The blind man says, "Your right, who wants to explain a joke 9 times?"

 

 

 

 

 

Dinner with the Girlfriend's Parents

 

A girl asks her boyfriend to come over Friday night and have

dinner with her parents. Since this is such a big event, the

girl announces to her boyfriend that after dinner, she would

like to go out and make love for the first time.

 

Well, the boy is ecstatic, but he has never had sex before, so

he takes a trip to the pharmacist to get some condoms. The

pharmacist helps the boy for about an hour. He tells the boy

everything there is to know about condoms and sex.

 

At the register, the pharmacist asks the boy how many condoms

he'd like to buy, a 3-pack, 10-pack, or family pack.
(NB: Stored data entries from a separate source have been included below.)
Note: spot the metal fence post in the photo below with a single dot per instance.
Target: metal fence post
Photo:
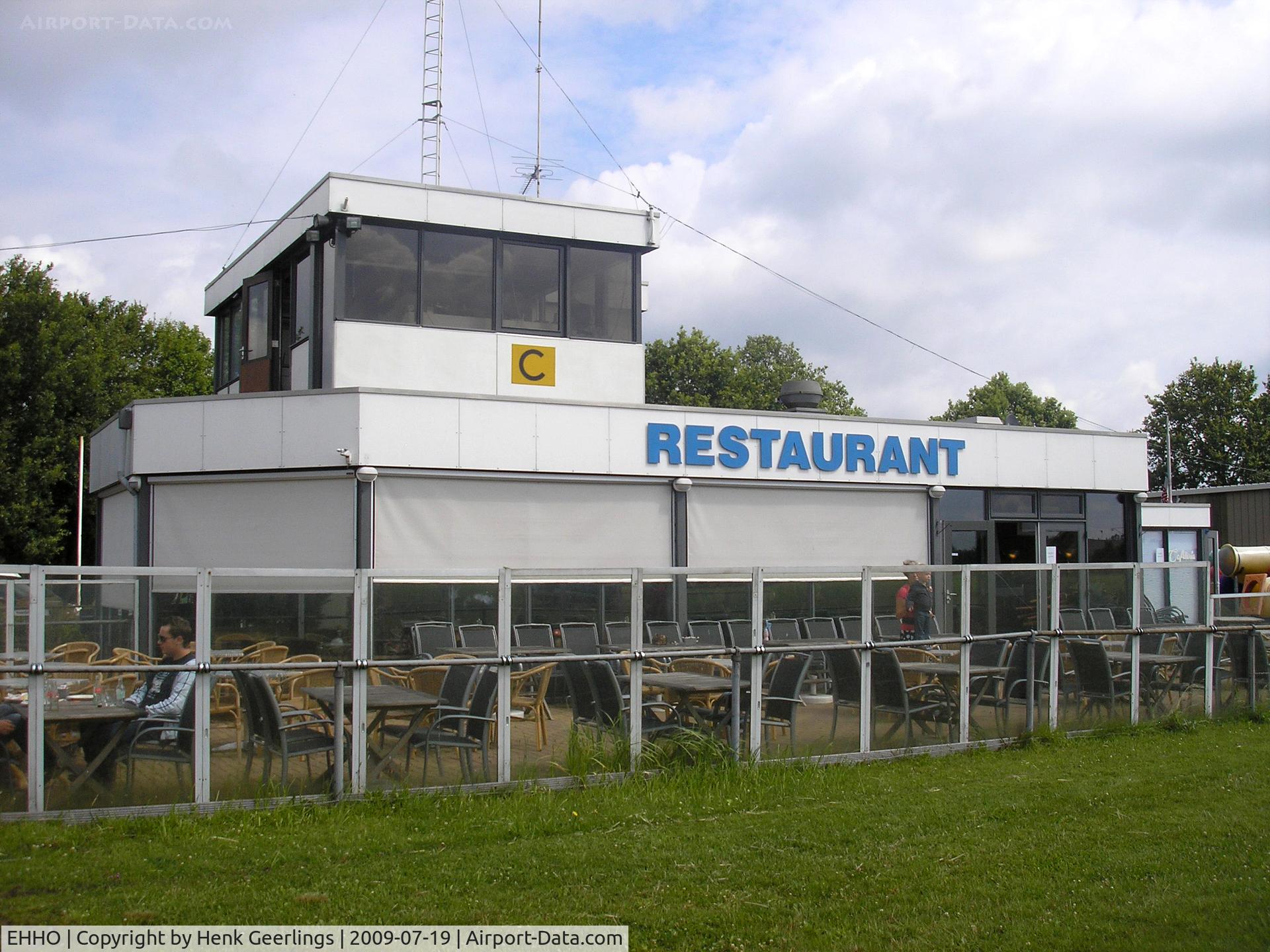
(36, 690)
(867, 660)
(1056, 647)
(756, 669)
(505, 676)
(202, 687)
(964, 660)
(1134, 645)
(636, 686)
(361, 641)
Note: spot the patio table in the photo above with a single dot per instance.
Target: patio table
(381, 698)
(77, 714)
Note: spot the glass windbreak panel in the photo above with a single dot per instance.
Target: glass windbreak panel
(962, 506)
(381, 274)
(1105, 528)
(530, 288)
(258, 320)
(458, 281)
(601, 295)
(304, 298)
(1061, 506)
(1007, 504)
(235, 338)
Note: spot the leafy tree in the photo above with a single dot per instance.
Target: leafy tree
(66, 365)
(695, 370)
(1220, 426)
(1002, 397)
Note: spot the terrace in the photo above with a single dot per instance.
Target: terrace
(529, 676)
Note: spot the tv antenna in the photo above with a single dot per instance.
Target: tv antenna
(429, 120)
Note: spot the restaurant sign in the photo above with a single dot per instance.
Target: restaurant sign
(733, 447)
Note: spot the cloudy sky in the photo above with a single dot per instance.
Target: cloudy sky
(1076, 193)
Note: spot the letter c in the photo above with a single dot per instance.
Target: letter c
(521, 362)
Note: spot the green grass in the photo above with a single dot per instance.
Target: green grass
(1154, 838)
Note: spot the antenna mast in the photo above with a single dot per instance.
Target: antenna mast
(429, 120)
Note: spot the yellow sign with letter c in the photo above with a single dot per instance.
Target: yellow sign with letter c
(534, 365)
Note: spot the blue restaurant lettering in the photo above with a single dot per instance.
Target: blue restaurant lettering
(733, 447)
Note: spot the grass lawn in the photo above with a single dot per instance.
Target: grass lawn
(1136, 840)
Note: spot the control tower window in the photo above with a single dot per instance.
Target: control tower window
(601, 294)
(530, 288)
(381, 274)
(458, 281)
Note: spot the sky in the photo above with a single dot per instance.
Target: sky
(1075, 193)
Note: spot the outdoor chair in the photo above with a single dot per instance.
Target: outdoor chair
(784, 630)
(534, 635)
(464, 730)
(1095, 683)
(843, 682)
(662, 634)
(429, 639)
(921, 703)
(820, 629)
(888, 627)
(579, 637)
(530, 697)
(74, 653)
(1072, 619)
(1103, 619)
(611, 710)
(483, 636)
(288, 734)
(708, 634)
(164, 740)
(616, 634)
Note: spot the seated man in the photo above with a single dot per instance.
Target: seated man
(13, 728)
(161, 696)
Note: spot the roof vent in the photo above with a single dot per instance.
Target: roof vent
(802, 397)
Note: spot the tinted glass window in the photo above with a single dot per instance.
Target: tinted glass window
(962, 506)
(1105, 528)
(235, 337)
(458, 281)
(304, 296)
(1006, 504)
(381, 274)
(530, 291)
(1061, 504)
(601, 295)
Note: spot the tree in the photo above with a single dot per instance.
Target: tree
(1001, 397)
(695, 370)
(1220, 427)
(66, 365)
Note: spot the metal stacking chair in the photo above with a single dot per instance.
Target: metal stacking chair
(532, 635)
(581, 637)
(784, 630)
(465, 730)
(429, 639)
(923, 703)
(662, 634)
(478, 636)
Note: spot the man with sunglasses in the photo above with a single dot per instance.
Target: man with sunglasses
(161, 696)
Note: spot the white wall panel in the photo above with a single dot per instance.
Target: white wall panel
(742, 526)
(402, 430)
(479, 526)
(255, 524)
(118, 528)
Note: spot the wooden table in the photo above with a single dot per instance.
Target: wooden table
(381, 698)
(78, 714)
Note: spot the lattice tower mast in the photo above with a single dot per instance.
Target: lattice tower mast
(429, 147)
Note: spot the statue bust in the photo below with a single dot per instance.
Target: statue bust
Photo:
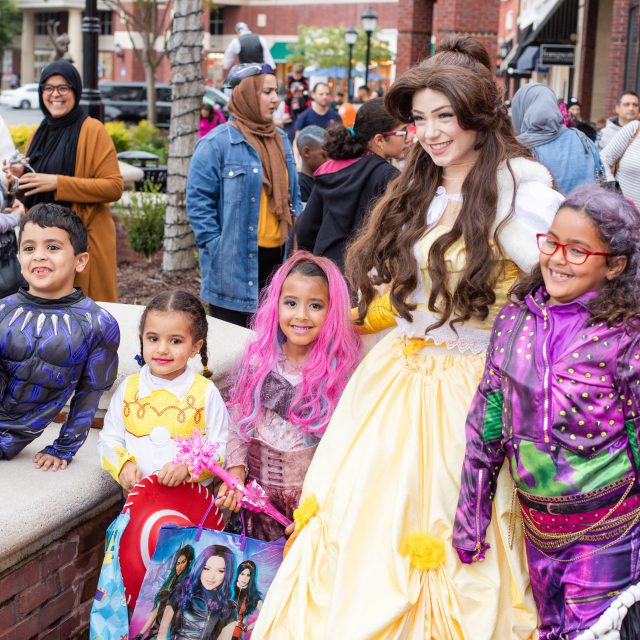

The boy

insists on the family pack because he thinks he will be rather

busy, it being his first time and all.

 

That night, the boy shows up at the girl's parents house and

meets his girlfriend at the door. "Oh, I'm so excited for you to

meet my parents, come on in!"

 

The boy goes inside and is taken to the dinner table where the

girl's parents are seated. The boy quickly offers to say grace

and bows his head.

 

A minute passes, and the boy is still deep in prayer, with his

head down.

 

10 minutes pass, and still no movement from the boy.

 

Finally, after 20 minutes with his head down, the girlfriend

leans over and whispers to the boyfriend, "I had no idea you

were this religious."

 

The boy turns, and whispers back, "I had no idea your father was

a pharmacist."

 

 

 

Monica Lewinsky walks into a dry cleaner and asks the clerk to have a stain removed from her dress. The man being hard of hearing asks "come again?" And Monica replys, "no, mustard."

 

 

 

The Test

 

Three men who were lost in the forest were captured by

cannibals. The cannibal king told the prisoners that they could

live if they pass a trial. The first step of the trial was to go

to the forest and get ten pieces of the same kind of fruit. So

all three men went separate ways to gather fruits.

 

The first one came back and said to the king, "I brought ten

apples." The king then explained the trial to him. "You have to

shove the fruits up your butt without any expression on your

face or you'll be eaten."

 

The first apple went in... but on the second one he winced out

in pain, so he was killed.

 

The second one arrived and showed the king ten berries. When the

king explained the trial to him he thought to himself that this

should be easy. 1...2...3...4...5...6...7...8... and on the

ninth berry he burst out in laughter and was killed.

 

The first guy and the second guy met in heaven. The first one

asked, "Why did you laugh, you almost got away with it?" The

second one replied, "I couldn't help it, I saw the third guy

coming with pineapples."

 

 

 

 

A man was shooting pool suddenly walked up to the bar and ordered a drink. The man says to the bartender, "I bet you 50 bucks I could piss in that shot glass standing and not spill a drop." The tender says "your on!" The man hops up on the bar and pisses all over the bar table and the bartenders face. The man hops down and the bartender laughing says to him "fork over 50 bucks buddy!" The man tells the tender to hold on, walks back to the pool table and then returns. He hands the teners a 50 dollar bill and is laughing. The bartender then asks "how in the hell can you laugh about this, you just lost 50 bucks?" And the man replys, "because I bet the guy at the pooltable a 100 that I could piss all over you and you would laugh about it."